Noch einmal: Die Redaktion liest in diesem Thread jedes Feedback-Posting aufmerksam durch. Und auch wenn wir nicht immer auf jedes einzelne eine Antwort schreiben, seid versichert, dass eure Meinung nicht ungehört verhallt!


----------



## Rotavapor (24. Februar 2017)

*Ryzen in 4/2017?*

Lese ich den Aboletter gerade richtig, dass es im nächsten Heft keinen Ryzen Test gibt? Wennes mit dem NDA collidiert hätte man das Heft um ein paar Tage verschieben können. Für Intel hat man das in der Vergangenheit schon gemacht. 
Enttäuschend dass der wichtigste Hardware Launch der letzten Jahre nicht stattfindet. 
Im April brauche ich den Test nimmer. Da hab ich dann schon die Infos von der Konkurrenz.  Schade.


----------



## PCGH_Thilo (24. Februar 2017)

*AW: Ryzen in 4/2017?*



Rotavapor schrieb:


> Lese ich den Aboletter gerade richtig, dass es im nächsten Heft keinen Ryzen Test gibt? Wennes mit dem NDA collidiert hätte man das Heft um ein paar Tage verschieben können. Für Intel hat man das in der Vergangenheit schon gemacht.
> Enttäuschend dass der wichtigste Hardware Launch der letzten Jahre nicht stattfindet.
> Im April brauche ich den Test nimmer. Da hab ich dann schon die Infos von der Konkurrenz.  Schade.

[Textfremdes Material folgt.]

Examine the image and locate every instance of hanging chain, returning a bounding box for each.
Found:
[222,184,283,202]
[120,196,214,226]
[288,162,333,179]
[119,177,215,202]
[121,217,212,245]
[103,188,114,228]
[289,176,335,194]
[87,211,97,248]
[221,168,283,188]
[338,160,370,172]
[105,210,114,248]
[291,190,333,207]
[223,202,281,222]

Tja, dazu habe ich ein ausführliches Editorial geschrieben. Ein paar Tage verschieben hätte leider nicht gereicht. Das muss man leider so direkt sagen. Und Nein, es lag nicht an uns.


----------



## Bioschnitzel (24. Februar 2017)

*AW: Ryzen in 4/2017?*



Rotavapor schrieb:


> Lese ich den Aboletter gerade richtig, dass es im nächsten Heft keinen Ryzen Test gibt? Wennes mit dem NDA collidiert hätte man das Heft um ein paar Tage verschieben können. Für Intel hat man das in der Vergangenheit schon gemacht.
> Enttäuschend dass der wichtigste Hardware Launch der letzten Jahre nicht stattfindet.
> Im April brauche ich den Test nimmer. Da hab ich dann schon die Infos von der Konkurrenz.  Schade.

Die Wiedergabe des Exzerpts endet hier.